- Poster
- Directed by: L. M. Balaji
- Written by: A. Jeeva Kumaran
- Produced by: Shanthi
- Starring: Prashanth Sanghavi
- Cinematography: Imayavaramban
- Edited by: D. S. Maniam
- Music by: Deva
- Production company: Star Movies
- Release date: 21 February 1997;
- Running time: 145 minutes
- Country: India
- Language: Tamil

= Mannava (film) =

1997 Indian film by L. M. Balaji

Mannava is a 1997 Indian Tamil-language action comedy film directed by L. M. Balaji and produced by Shanthi. The film stars Prashanth and Sanghavi in the lead roles, while Deva composed the film's music.

== Plot ==
Eshwar is the son of R. Sundarrajan and Vadivukkarasi. He has a naturally helpful personality and will come to the rescue of anyone who is in difficulties. Eshwar's friend faces a problem marrying his fiancée. Eshwar helps his friend, which leads to a skirmish brawl, and Eshwar also falls in love with his friend's sister Kavitha. When Eshwar's love was accepted by both parents, they approach an astrologer, who predicts Eshwar to be isolated for some time to avoid disaster in his life.

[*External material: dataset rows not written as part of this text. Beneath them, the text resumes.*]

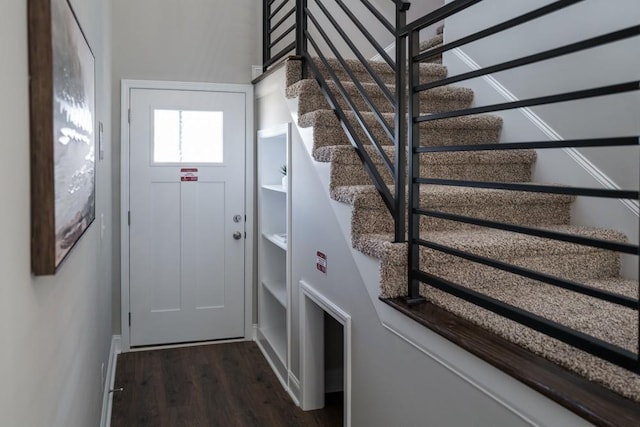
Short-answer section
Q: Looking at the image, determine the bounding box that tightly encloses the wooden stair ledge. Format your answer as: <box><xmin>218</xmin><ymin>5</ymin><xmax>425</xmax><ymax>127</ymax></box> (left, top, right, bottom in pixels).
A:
<box><xmin>382</xmin><ymin>297</ymin><xmax>640</xmax><ymax>427</ymax></box>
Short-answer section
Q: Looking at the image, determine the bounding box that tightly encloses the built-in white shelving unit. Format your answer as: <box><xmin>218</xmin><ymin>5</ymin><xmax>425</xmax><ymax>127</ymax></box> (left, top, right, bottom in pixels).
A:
<box><xmin>256</xmin><ymin>123</ymin><xmax>291</xmax><ymax>387</ymax></box>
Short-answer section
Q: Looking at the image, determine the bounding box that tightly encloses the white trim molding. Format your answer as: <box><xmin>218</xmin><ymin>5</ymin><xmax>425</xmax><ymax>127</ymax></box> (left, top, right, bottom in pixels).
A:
<box><xmin>299</xmin><ymin>280</ymin><xmax>352</xmax><ymax>427</ymax></box>
<box><xmin>100</xmin><ymin>335</ymin><xmax>122</xmax><ymax>427</ymax></box>
<box><xmin>288</xmin><ymin>372</ymin><xmax>301</xmax><ymax>406</ymax></box>
<box><xmin>120</xmin><ymin>80</ymin><xmax>255</xmax><ymax>352</ymax></box>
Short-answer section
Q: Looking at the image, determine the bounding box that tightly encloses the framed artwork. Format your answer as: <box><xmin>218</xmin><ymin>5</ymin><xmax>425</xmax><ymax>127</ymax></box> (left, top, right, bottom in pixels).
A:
<box><xmin>28</xmin><ymin>0</ymin><xmax>96</xmax><ymax>275</ymax></box>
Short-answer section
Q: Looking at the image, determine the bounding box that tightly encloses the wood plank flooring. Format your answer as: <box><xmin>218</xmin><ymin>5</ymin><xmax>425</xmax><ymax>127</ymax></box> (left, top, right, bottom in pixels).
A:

Eshwar arrives with his friend Mani to their estate in Coonoor – Ooty, where numerous incidents take place. At one point of time, Sinthamani, an intellectually disabled person, forcibly takes asylum in Eshwar's estate. A local thug Kabali tries to molest Sinthamani, and Eshwar chases Kabali away. Later, Kabali was found dead. Suriya, a police inspector, is deputed for investigating this case. Suriya is a relative of Kavitha, and they were supposed to marry. The investigation reveals evidence, and Eshwar is blamed for Kabali's murder. What happens next is to be watched.

== Soundtrack ==

The soundtrack was composed by Deva. Kumar Sanu made his Tamil debut with the song "Yamma Yamma" for this film.

| Song | Singer(s) | Lyrics | Duration |
| "Indhu Maha Samudrame" | Hariharan, K. S. Chithra | Ponniyin Selvan | 05:27 |
| "Indhu Maha Samudrame" | Unni Krishnan, K. S. Chithra | 05:18 |
| "Thelu Kadichiduchi" | S. P. Balasubrahmanyam, Swarnalatha | Vaali | 04:46 |
| "Nee Oru Romiyo" | S. P. Balasubrahmanyam, K. S. Chithra | 04:47 |
| "Yamma Yamma" | Kumar Sanu | 04:41 |
| "Gaana Porandhadhu" | S. P. Balasubrahmanyam | 03:55 |
| "Pa Pa Chinna Pappa" | Hariharan, Swarnalatha | Palani Bharathi | 05:36 |
| "Un Manathai" | Hariharan | 00:50 |

== Reception ==
K. Vijiyan of New Straits Times called the film "above average, the kind you won't be tired of (except maybe during some of the songs)".